Card #10 – The Final Outcome – The Result

REVERSALS
You’re likely not too happy in love at this time and could be rather disagreeable to others. You are likely very distant to those who usually love you the most. Unrequited love is not unlikely in this position and if you are suffering from this malady then at least the tarot arcana is aware of your plight. You are likely experiencing feelings of rejection in general. You are most likely not giving much of yourself to others and they don’t have much to go on lately.

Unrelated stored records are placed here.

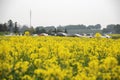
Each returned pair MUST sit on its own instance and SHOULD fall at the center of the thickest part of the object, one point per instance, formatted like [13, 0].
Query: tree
[10, 22]
[117, 29]
[5, 27]
[65, 30]
[31, 29]
[16, 28]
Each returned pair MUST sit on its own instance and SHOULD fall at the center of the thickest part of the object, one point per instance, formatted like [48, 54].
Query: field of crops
[59, 58]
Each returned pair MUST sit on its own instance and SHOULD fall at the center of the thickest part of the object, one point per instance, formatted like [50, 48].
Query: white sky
[61, 12]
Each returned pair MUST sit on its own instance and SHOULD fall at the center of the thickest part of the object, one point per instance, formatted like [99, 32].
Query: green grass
[115, 36]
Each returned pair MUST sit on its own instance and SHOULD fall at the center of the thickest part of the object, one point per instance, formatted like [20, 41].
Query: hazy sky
[61, 12]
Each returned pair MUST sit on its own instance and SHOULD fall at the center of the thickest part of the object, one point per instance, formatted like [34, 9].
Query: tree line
[13, 27]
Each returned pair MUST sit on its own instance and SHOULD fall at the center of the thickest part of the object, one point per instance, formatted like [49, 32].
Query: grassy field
[115, 36]
[59, 58]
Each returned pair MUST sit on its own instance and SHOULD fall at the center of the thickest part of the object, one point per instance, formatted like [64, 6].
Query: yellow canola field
[59, 58]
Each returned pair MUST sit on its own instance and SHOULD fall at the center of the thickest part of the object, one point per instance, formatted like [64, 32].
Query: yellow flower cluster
[59, 58]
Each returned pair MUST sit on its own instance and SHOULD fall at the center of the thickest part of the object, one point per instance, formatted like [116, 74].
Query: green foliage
[97, 35]
[27, 33]
[115, 36]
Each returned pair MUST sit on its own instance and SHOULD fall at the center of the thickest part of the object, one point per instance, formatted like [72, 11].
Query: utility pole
[30, 17]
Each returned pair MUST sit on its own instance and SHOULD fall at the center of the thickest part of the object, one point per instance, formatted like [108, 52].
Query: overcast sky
[61, 12]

Well, thanks! I won’t have much Love to look forward to this month then, as Reversed The Lovers shows me that I’m not exactly doing very well in this most important area! And actually I haven’t felt much Love in my life, for many years now. On the better side of this Reversal is that at least Love has shown up and hopefully this card is showing that at least I may be having at least a bit of Love entering my life, even if it is, at first unsuccessful! I always did enjoy Unrequited Love in my early years, and wouldn’t mind ‘falling’ for ’someone’ in the near future, so I’ll at least be hopeful about this during this New and Hopefully exciting Month.
CULMINATION
This reading has been very positive for me, for a long time now I’ve avoided Reading my own cards and have let much time go by, as I found it extremely difficult to get a ‘New’ look into my life, with my great troubles of the past circling my very life for so very long. I feel a good change coming with this new reading however and see now that my instincts were correct to wait for these many months, and hope rather completely that my life has turned a corner, finally, that was indeed not my own fault but a Curse of Circumstances and lack of Knowledge of my very own Surroundings. I refuse to Blame others however, and simply continue to live as long as I breathe with the hope that I may yet one day may enjoy the Larger and Wider World which Awaits me.